Validation set: a set of examples used to tune the parameters of a classifier. In the MLP case, we would use the validation set to find the “optimal” number of hidden units or determine a stopping point for the back-propagation algorithm

Test set: a set of examples used only to assess the performance of a fully-trained classifier. In the MLP case, we would use the test to estimate the error rate after we have chosen the final model (MLP size and actual weights). After assessing the final model on the test set, YOU MUST NOT tune the model any further!

Why separate test and validation sets?

The error rate estimate of the final model on validation data will be biased (smaller than the true error rate) since the validation set is iteratively used to select the final model.
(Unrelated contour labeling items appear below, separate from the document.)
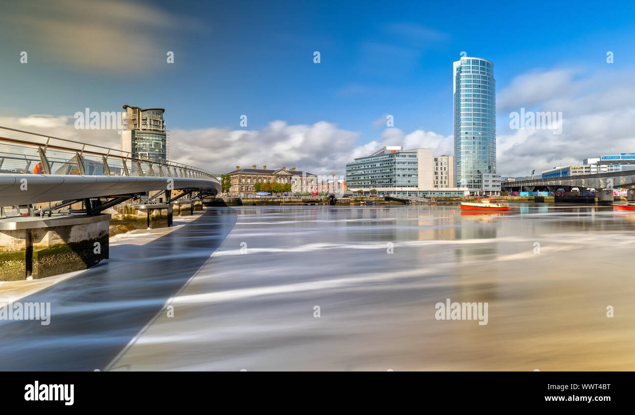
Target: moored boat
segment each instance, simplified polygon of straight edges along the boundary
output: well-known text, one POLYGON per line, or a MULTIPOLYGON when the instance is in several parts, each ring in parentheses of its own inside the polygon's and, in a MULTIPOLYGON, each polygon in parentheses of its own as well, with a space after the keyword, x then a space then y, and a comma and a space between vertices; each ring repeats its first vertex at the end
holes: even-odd
POLYGON ((478 202, 462 201, 460 203, 461 210, 509 210, 509 203, 500 203, 497 201, 493 203, 489 198, 483 198, 479 200, 478 202))
POLYGON ((635 203, 615 203, 613 204, 614 210, 635 210, 635 203))

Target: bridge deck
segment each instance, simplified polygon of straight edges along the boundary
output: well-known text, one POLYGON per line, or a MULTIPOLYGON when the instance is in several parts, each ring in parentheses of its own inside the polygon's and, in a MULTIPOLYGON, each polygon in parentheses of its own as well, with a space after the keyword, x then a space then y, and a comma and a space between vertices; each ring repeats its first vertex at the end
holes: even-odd
POLYGON ((175 190, 220 193, 220 183, 206 179, 0 173, 0 206, 166 190, 168 180, 173 180, 175 190))

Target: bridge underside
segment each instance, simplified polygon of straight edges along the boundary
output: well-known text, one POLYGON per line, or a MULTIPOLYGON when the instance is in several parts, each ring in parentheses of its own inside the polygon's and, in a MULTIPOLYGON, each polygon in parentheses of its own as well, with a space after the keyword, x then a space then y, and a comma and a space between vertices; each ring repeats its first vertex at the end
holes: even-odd
POLYGON ((635 188, 635 171, 503 182, 501 184, 501 189, 505 191, 556 191, 558 189, 570 191, 572 187, 580 190, 633 189, 635 188))
POLYGON ((168 189, 194 190, 215 196, 220 193, 220 184, 187 177, 1 173, 0 206, 124 197, 168 189))

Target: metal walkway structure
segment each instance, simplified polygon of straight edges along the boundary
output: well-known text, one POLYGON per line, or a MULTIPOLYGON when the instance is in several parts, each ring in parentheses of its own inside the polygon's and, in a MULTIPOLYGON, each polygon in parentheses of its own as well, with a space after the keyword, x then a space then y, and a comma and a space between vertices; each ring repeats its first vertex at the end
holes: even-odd
POLYGON ((386 200, 394 200, 404 203, 429 203, 430 200, 417 196, 404 196, 403 194, 389 194, 385 196, 386 200))
POLYGON ((221 191, 206 170, 179 163, 140 159, 131 153, 9 127, 0 135, 0 206, 58 201, 60 208, 83 201, 87 214, 146 192, 164 191, 168 202, 192 192, 221 191), (171 191, 182 191, 171 197, 171 191))

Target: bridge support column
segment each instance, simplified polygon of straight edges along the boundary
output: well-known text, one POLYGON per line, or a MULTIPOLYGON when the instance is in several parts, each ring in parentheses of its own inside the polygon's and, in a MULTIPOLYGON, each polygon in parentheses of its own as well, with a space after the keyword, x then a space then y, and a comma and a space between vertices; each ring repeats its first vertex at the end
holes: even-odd
POLYGON ((596 203, 601 206, 613 206, 613 191, 606 189, 596 190, 596 203))
POLYGON ((0 281, 43 278, 108 258, 110 215, 0 220, 0 281))
POLYGON ((172 226, 171 205, 118 205, 107 212, 112 215, 112 224, 130 224, 138 229, 172 226))
POLYGON ((192 201, 190 200, 177 200, 173 203, 174 212, 177 215, 189 216, 192 214, 192 201))

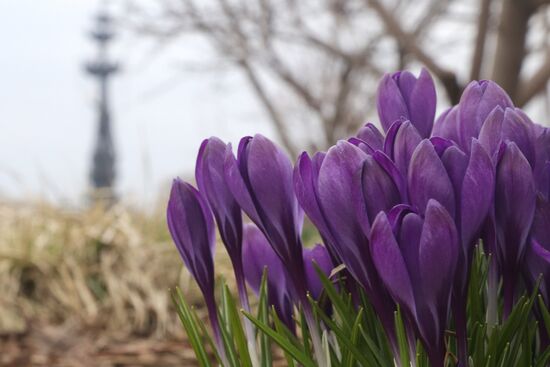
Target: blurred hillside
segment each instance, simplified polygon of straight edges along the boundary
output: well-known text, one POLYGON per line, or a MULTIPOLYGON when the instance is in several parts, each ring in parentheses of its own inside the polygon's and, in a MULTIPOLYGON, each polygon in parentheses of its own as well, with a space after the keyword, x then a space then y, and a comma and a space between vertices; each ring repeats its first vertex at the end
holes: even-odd
POLYGON ((160 209, 2 204, 0 366, 192 365, 176 285, 200 309, 160 209))

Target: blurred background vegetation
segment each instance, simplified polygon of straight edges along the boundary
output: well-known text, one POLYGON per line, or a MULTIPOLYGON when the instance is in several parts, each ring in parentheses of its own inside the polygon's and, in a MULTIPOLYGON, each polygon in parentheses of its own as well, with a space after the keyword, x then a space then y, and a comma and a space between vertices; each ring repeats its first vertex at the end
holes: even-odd
MULTIPOLYGON (((192 366, 169 289, 180 285, 199 310, 201 300, 166 230, 165 183, 178 174, 192 177, 201 138, 215 134, 235 144, 240 135, 259 131, 292 157, 303 149, 326 149, 365 121, 377 120, 376 83, 383 73, 417 72, 422 66, 434 75, 440 111, 457 102, 468 81, 494 79, 545 124, 548 3, 87 0, 86 22, 63 23, 60 33, 41 45, 29 42, 42 37, 41 23, 25 19, 55 28, 57 12, 61 23, 74 2, 3 2, 1 33, 13 31, 8 27, 18 32, 4 39, 11 52, 0 60, 0 80, 6 81, 0 97, 9 102, 3 107, 9 121, 0 122, 0 365, 192 366), (90 44, 84 34, 96 11, 108 12, 122 34, 113 42, 122 73, 110 93, 115 171, 107 187, 113 200, 107 203, 90 200, 93 182, 85 183, 85 171, 93 168, 90 146, 101 145, 96 91, 88 110, 77 106, 69 114, 62 103, 82 86, 75 83, 75 92, 58 82, 69 78, 69 71, 50 73, 53 61, 44 58, 50 46, 74 33, 78 42, 90 44), (117 42, 124 47, 117 49, 117 42), (141 42, 148 46, 140 46, 136 57, 133 48, 141 42), (143 60, 163 62, 144 71, 136 66, 143 60), (39 78, 27 78, 31 72, 39 78), (177 81, 178 88, 167 87, 165 80, 169 86, 177 81), (117 102, 134 89, 141 91, 139 98, 117 102), (30 115, 49 105, 55 114, 30 115), (60 123, 78 114, 93 120, 93 128, 60 123), (136 116, 151 125, 141 131, 131 125, 139 124, 136 116), (140 150, 136 141, 144 137, 149 148, 140 150), (82 142, 87 142, 84 150, 82 142), (29 151, 50 157, 54 165, 37 168, 28 162, 29 151), (44 170, 48 180, 32 178, 33 170, 44 170), (24 180, 15 176, 27 177, 34 189, 21 189, 24 180), (52 180, 60 188, 53 199, 42 191, 52 180), (69 191, 78 194, 67 200, 69 191)), ((70 47, 56 50, 65 55, 70 47)), ((63 57, 76 70, 85 55, 73 56, 63 57)), ((78 69, 78 75, 84 73, 78 69)), ((311 227, 304 236, 316 240, 311 227)), ((216 267, 231 283, 221 246, 216 267)))

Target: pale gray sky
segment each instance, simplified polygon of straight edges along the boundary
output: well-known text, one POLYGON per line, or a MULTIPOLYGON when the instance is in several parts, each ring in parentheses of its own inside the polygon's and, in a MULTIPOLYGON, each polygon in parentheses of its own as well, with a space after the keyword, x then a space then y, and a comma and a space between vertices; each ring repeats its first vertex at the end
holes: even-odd
MULTIPOLYGON (((99 4, 0 1, 0 198, 83 200, 96 88, 82 63, 95 54, 86 32, 99 4)), ((130 200, 192 174, 204 137, 273 135, 238 75, 182 70, 178 60, 208 58, 201 42, 159 50, 126 34, 112 48, 123 67, 112 88, 117 187, 130 200)))
MULTIPOLYGON (((97 121, 96 85, 82 64, 95 55, 86 32, 101 3, 0 0, 0 200, 84 201, 97 121)), ((454 26, 442 26, 439 36, 454 26)), ((458 48, 430 52, 453 69, 468 57, 458 48)), ((274 136, 239 75, 184 70, 183 60, 212 61, 200 40, 159 48, 126 31, 112 55, 123 67, 111 93, 117 189, 128 200, 151 203, 172 177, 189 177, 205 137, 274 136)), ((527 111, 547 122, 541 106, 527 111)))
After assessing the final model on the test set, YOU MUST NOT tune the model any further!

source : Introduction to Pattern Analysis,Ricardo Gutierrez-OsunaTexas A&M University, Texas A&M University

我的思考总结：

（已经确定好模型和超参数的情况下）训练集用于学习模型中具体的参数；
验证集用于从多个模型中选择一个最佳的；(不同类型的模型、不同的超参数，都算是不同的模型)
测试集用于预测这个模型在实际中表现如何，一般只在最后的模型上进行，且不再根据测试结果来调整模型。

当我们需要训练一个模型时，比如说文本分类。很显然，我们需要一个训练集用来训练，通过梯度下降和反向传播等方法来更新我们模型的参数。

模型训练好了之后，怎么知道我们模型效果怎样呢？显然需要另一个数据集来验证、或者说测试。就先叫做验证集吧！我们用验证集来评估模型的效果。

假如评估发现效果不是很理想，我们希望再提高一些，因此我们可能会调整超参数（比如增加模型层数）、甚至是换模型类型（从TextCNN换成TextRNN），调整完之后在训练集上继续训练，如此循环往复。

直到最后，不管什么原因（没时间了、觉得很难再提升了、或者觉得效果满意了等等），我们不想继续调整模型和训练了。这时候，我们有一个在验证集上表现最佳的模型，想看看它在现实中表现如何怎么办？总不能直接上线作为产品拿去给用户使用吧，总得先测试一下吧？因此，很显然我们需要一个数据集来测试一下验证集选出来的模型实际上是不是个辣鸡。就称该数据集为测试集吧！

那为什么不是验证集选择出模型就可以了呢？因为我们通过不断迭代的调整（模型类型、超参数）使其在验证集上表现越来越好（虽然不像训练集直接参与具体参数的训练，但验证集参与了超参数和模型类型的选择，从而间接地会影响到最后模型的偏好），这可能导致最终选择出来的模型对验证集有种潜在的偏好（如：验证集误差率偏低），因此需要通过一个相对独立的测试集来预测该模型在现实世界中的表现。

如果不需要选择模型，那么验证集就可以不需要。